Survey reveals gap between risk concerns and insurance cover


UK risk managers are struggling to purchase cover for some of their biggest exposure concerns, a survey of Airmic members has revealed. The results suggest that the insurance market is not keeping up with demand for solutions in emerging areas.

For example, the survey revealed that reputational risk is the number one worry for risk managers, and yet of those that flagged it as a concern, the vast majority (93%) do not buy cover, with lack of availability or inadequate cover given as the main reasons. Cyber risk features twice in the top-six concerns, and yet approximately two-thirds of UK risk managers said they are unable to buy insurance for the risks of loss or theft of personal data and business interruption, largely because of inadequate cover and high costs.

The only risks in the top six with substantial insurance availability were catastrophe events and public liability.

The survey of Airmic members – who buy approximately £5bn of insurance a year – was conducted in May and provides a comprehensive snapshot of the views and concerns of risk managers on key insurance and risk-related topics.

Given these findings, it is perhaps no surprise that lack of innovation once again topped the list of concerns about the insurance market, with 60% marking it in their top three. Broker conflicts of interest was also a significant worry (41%) along with multinational insurance programme compliance (31%).

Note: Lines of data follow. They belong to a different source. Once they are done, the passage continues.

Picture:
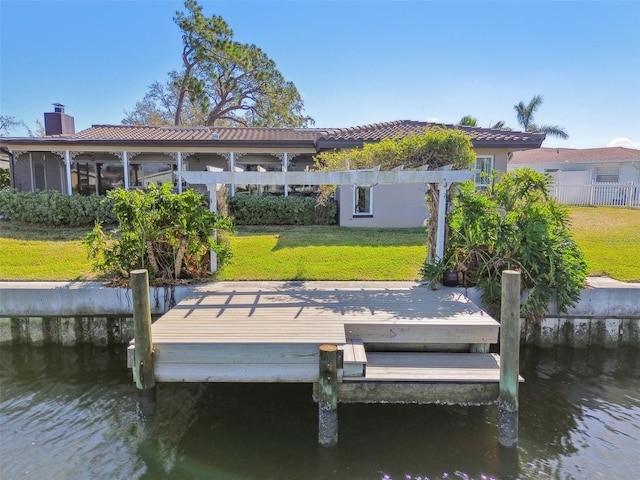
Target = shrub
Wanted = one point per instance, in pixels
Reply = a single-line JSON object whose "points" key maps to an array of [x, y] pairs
{"points": [[5, 178], [256, 210], [168, 234], [53, 208], [516, 225]]}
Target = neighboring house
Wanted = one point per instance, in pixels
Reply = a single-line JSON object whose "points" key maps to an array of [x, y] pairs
{"points": [[590, 176], [104, 157]]}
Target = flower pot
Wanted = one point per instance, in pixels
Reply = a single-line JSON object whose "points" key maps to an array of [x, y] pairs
{"points": [[450, 278]]}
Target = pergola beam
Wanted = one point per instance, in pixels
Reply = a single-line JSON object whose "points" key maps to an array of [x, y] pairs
{"points": [[347, 177]]}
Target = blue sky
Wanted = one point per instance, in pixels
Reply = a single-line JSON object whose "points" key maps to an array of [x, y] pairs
{"points": [[354, 62]]}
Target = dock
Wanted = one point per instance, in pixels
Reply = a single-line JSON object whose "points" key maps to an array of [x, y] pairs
{"points": [[394, 341]]}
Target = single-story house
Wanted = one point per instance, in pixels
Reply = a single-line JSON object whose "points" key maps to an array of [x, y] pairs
{"points": [[588, 176], [104, 157]]}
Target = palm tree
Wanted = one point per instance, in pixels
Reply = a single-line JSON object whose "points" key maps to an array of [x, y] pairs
{"points": [[525, 115], [468, 121]]}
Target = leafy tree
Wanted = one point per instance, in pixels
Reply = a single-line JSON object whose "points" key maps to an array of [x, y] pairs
{"points": [[159, 107], [7, 122], [468, 121], [169, 234], [221, 82], [526, 117], [437, 147], [516, 225]]}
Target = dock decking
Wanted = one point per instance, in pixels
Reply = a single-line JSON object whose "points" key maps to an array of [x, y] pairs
{"points": [[271, 332]]}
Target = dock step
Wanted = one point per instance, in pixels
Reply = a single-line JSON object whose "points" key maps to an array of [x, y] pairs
{"points": [[430, 367]]}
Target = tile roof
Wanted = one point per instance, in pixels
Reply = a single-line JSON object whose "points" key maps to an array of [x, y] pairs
{"points": [[479, 136], [583, 155], [319, 138], [149, 133]]}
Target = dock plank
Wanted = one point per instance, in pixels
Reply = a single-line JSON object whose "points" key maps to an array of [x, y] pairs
{"points": [[431, 367]]}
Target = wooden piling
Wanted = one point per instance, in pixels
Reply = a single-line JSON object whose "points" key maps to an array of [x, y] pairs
{"points": [[509, 359], [143, 355], [328, 396]]}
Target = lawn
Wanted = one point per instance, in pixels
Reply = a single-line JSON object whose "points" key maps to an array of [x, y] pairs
{"points": [[29, 252], [325, 253], [610, 240], [609, 237]]}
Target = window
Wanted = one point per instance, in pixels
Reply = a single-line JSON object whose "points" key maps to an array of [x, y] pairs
{"points": [[607, 174], [484, 164], [363, 201]]}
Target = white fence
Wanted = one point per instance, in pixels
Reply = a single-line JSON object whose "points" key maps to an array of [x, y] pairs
{"points": [[616, 194]]}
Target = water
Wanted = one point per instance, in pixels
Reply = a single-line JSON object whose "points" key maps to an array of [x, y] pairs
{"points": [[71, 414]]}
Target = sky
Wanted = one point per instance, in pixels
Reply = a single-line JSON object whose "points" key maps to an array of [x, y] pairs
{"points": [[353, 62]]}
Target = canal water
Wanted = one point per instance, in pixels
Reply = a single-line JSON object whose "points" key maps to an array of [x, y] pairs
{"points": [[70, 413]]}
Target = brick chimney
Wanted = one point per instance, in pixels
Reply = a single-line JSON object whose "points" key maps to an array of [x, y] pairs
{"points": [[58, 122]]}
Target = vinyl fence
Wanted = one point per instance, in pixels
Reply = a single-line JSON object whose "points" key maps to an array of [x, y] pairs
{"points": [[613, 194]]}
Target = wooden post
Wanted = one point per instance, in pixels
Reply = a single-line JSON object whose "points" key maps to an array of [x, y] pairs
{"points": [[328, 396], [143, 357], [509, 359]]}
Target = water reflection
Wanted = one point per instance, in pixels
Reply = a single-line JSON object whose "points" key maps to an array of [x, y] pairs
{"points": [[71, 413]]}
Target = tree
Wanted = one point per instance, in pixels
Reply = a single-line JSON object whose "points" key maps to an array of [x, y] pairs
{"points": [[514, 224], [469, 121], [526, 114], [169, 234], [437, 147], [221, 82], [8, 122]]}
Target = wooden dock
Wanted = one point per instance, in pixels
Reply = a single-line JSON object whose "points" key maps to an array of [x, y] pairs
{"points": [[398, 341], [373, 342]]}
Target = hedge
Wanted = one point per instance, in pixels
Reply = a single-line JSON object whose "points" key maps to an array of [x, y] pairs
{"points": [[53, 208], [256, 210]]}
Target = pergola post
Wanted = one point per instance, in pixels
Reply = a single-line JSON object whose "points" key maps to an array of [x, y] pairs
{"points": [[179, 174], [67, 164], [442, 211], [125, 166]]}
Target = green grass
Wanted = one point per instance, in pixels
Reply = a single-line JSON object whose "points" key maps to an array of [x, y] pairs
{"points": [[33, 252], [609, 237], [610, 240], [325, 253]]}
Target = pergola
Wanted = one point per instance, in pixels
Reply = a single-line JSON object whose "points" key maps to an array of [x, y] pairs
{"points": [[397, 176]]}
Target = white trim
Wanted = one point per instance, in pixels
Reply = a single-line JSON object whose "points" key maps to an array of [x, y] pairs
{"points": [[477, 179]]}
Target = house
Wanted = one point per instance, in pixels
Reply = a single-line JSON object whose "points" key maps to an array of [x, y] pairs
{"points": [[590, 176], [105, 157]]}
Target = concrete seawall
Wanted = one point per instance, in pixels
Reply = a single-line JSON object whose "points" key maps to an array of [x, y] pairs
{"points": [[70, 313]]}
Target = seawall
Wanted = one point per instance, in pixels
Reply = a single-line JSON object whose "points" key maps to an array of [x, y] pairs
{"points": [[70, 313]]}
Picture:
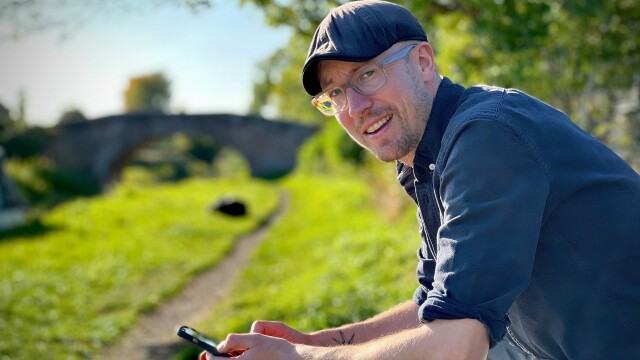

Top risk concerns 2015% don’t buy insurance

1. Reputational risk exposures


2. Catastrophe events, including natural catastrophes


3. Public liability risks


4. Contract risks and exposures


5. Cyber risks resulting in loss or theft of personal data


6. Cyber risks causing business interruption


Almost one-quarter of members were concerned about a rise in claims challenges. These fears were justified given an increase in the proportion of members reporting having had a claim challenged, reduced, delayed or declined in the past three years – up from 29% in 2014 to 34% this year. The top three reasons given were: late notification; basis clauses / conditions precedent; and being unable to obtain information requested by insurers.

The survey painted an encouraging picture of the standards of risk governance within businesses, with the 97% of respondents agreeing that their board assumes “ultimate responsibility for risk”. Similarly, over two-thirds of risk managers believe that risk management has become more important in their business over the past five years. Only 3% believe it has declined in importance.

There is more work to be done, however. In particular, the survey highlights that breaking risk management out of its traditional silo is one of the biggest challenges. 42% of risk managers believe that risk culture is not embedded in their organisation, and 36% reported that risk management and risk education are not integrated into the wider business.

The results also suggest that businesses may be complacent about complying with the Insurance Act 2015 and revised UK Corporate Governance Code – two of the most important legal and regulatory developments of past years. More than a quarter of risk managers have done nothing to prepare for the Insurance Act, due to come into force next year. Meanwhile, more than half believe their company is not yet compliant with the updated corporate governance guidelines.

John Hurrell, Airmic chief executive, commented: “These results show that it’s more important than ever that insurers, risk managers and brokers work together to find risk transfer options fit for 21st century businesses. Creating relevant products is no easy task but will benefit everyone in the market – underwriters, brokers and policyholders alike.”

He added: “We are, however, delighted to see that risk management is growing in status and that the vital work of risk professionals is being recognised. This is good for the profession but also good for business.”